He salido de casa con el firme propósito de volver a cruzar el umbral de la puerta del viejo café, sentarme otra vez frente a ella, pedirle perdón por mi comportamiento y decirle que la amo; pero me he quedado en la acera, espiándola a través del anticuado ventanal. Está sentada en el mismo lugar en el que la conocí tres semanas atrás, tan bella como la recordaba. Lo nuestro ha sido muy rápido. Al tercer día comencé a acompañarla a casa. Al quinto nos tomamos de la mano y nos besamos por primera vez. A las dos semanas le pedí que me invitara a una copa en su casa; al principio puso vagos reparos, aunque ante mi insistencia no tardó en ceder. Frente a la puerta de su vivienda, mis dedos subieron ansiosos por sus muslos. Hasta que noté… aquello. Me aparté de ¿ella?, la miré sin comprender y eché a correr.
Me armo del valor que nunca me ha faltado para abordar a una mujer y entro en el café.
—¿Puedo sentarme? —le digo.
—Por favor —me invita—. Perdóname, debí decírtelo.
—No importa.
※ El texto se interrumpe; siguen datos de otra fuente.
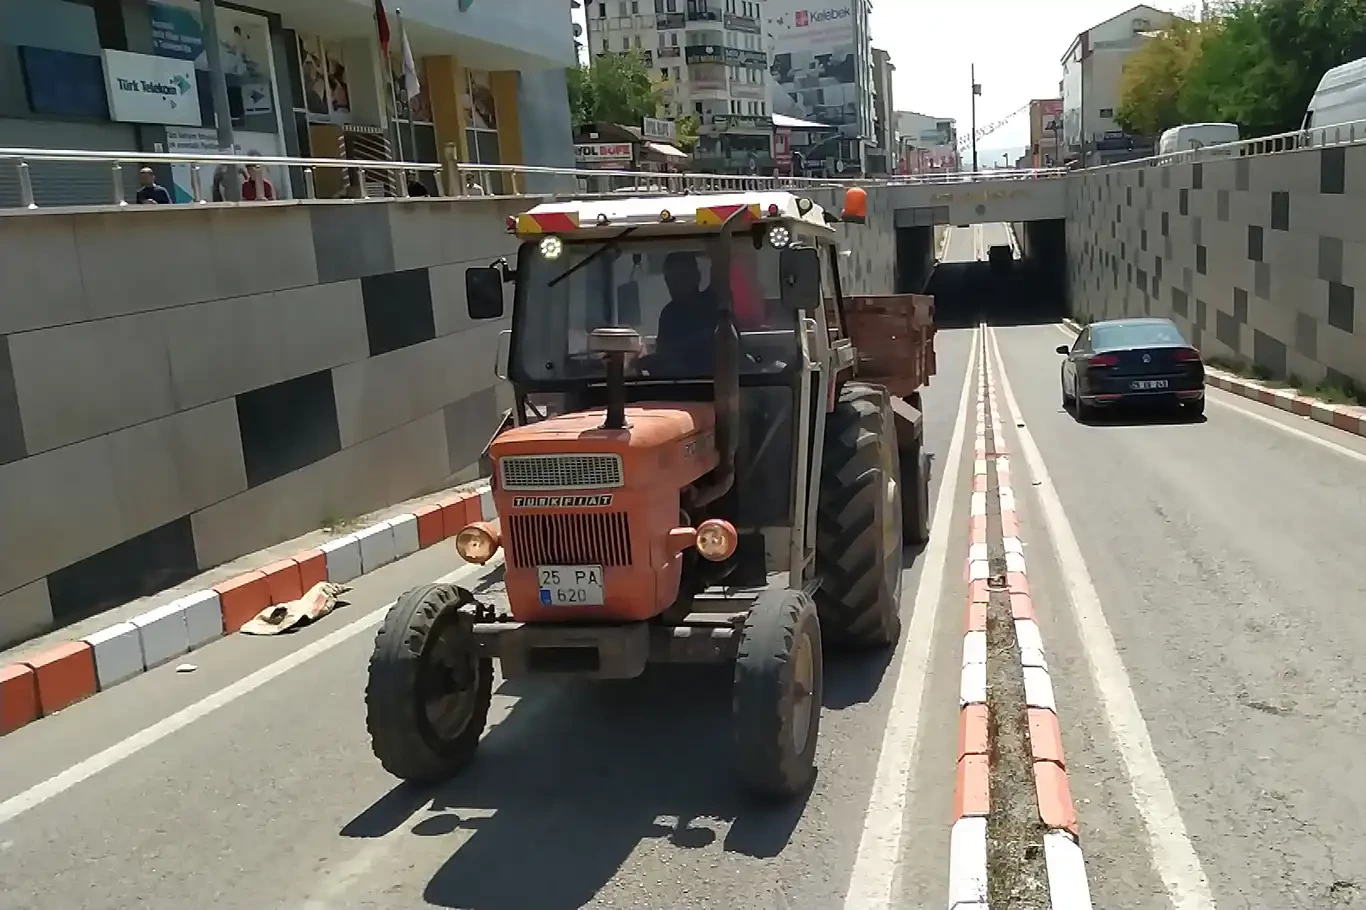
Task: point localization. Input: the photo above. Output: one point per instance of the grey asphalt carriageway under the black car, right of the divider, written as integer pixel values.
(1222, 557)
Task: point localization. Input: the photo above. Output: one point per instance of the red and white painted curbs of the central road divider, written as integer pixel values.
(1069, 889)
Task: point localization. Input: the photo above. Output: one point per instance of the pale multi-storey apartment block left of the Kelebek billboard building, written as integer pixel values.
(710, 62)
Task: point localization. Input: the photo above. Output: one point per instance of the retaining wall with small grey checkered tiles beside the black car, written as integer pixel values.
(1259, 259)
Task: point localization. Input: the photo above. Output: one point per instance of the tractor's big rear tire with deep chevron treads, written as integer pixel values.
(859, 528)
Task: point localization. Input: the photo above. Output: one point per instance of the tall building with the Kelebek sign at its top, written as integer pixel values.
(823, 72)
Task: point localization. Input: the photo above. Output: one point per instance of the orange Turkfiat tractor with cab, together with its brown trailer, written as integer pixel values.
(715, 456)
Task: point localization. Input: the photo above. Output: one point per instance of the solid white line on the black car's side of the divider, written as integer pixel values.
(1174, 855)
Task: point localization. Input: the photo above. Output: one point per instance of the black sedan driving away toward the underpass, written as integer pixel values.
(1121, 361)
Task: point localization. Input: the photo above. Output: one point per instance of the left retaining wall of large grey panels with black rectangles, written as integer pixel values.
(184, 387)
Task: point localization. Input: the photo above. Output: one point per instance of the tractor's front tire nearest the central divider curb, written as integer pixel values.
(777, 698)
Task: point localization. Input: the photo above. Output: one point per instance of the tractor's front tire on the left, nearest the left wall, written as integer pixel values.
(427, 700)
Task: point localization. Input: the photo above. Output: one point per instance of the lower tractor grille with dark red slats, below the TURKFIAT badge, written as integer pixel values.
(569, 539)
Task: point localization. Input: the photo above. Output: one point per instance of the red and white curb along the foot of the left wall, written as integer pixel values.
(72, 672)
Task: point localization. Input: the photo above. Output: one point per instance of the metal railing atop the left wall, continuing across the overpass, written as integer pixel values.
(453, 180)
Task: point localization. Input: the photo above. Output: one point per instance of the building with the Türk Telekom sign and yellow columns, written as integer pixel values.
(303, 80)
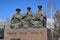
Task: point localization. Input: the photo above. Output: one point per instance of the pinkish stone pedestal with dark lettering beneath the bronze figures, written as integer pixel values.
(28, 34)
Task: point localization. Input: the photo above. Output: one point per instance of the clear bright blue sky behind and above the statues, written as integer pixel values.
(7, 7)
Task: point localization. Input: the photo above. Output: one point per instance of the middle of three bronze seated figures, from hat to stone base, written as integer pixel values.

Te quiero. Vamos.
La cojo de la mano y salimos del café. La abrazo por los hombros y aceleramos el paso.
—¿Adónde vamos? —dice entre sorprendida y temerosa.
—A mi casa. —Ella se detiene y me interroga con la mirada. Respiro hondo y al fin le digo—: Solo te pido una cosa: Esta primera vez, no te quites las bragas.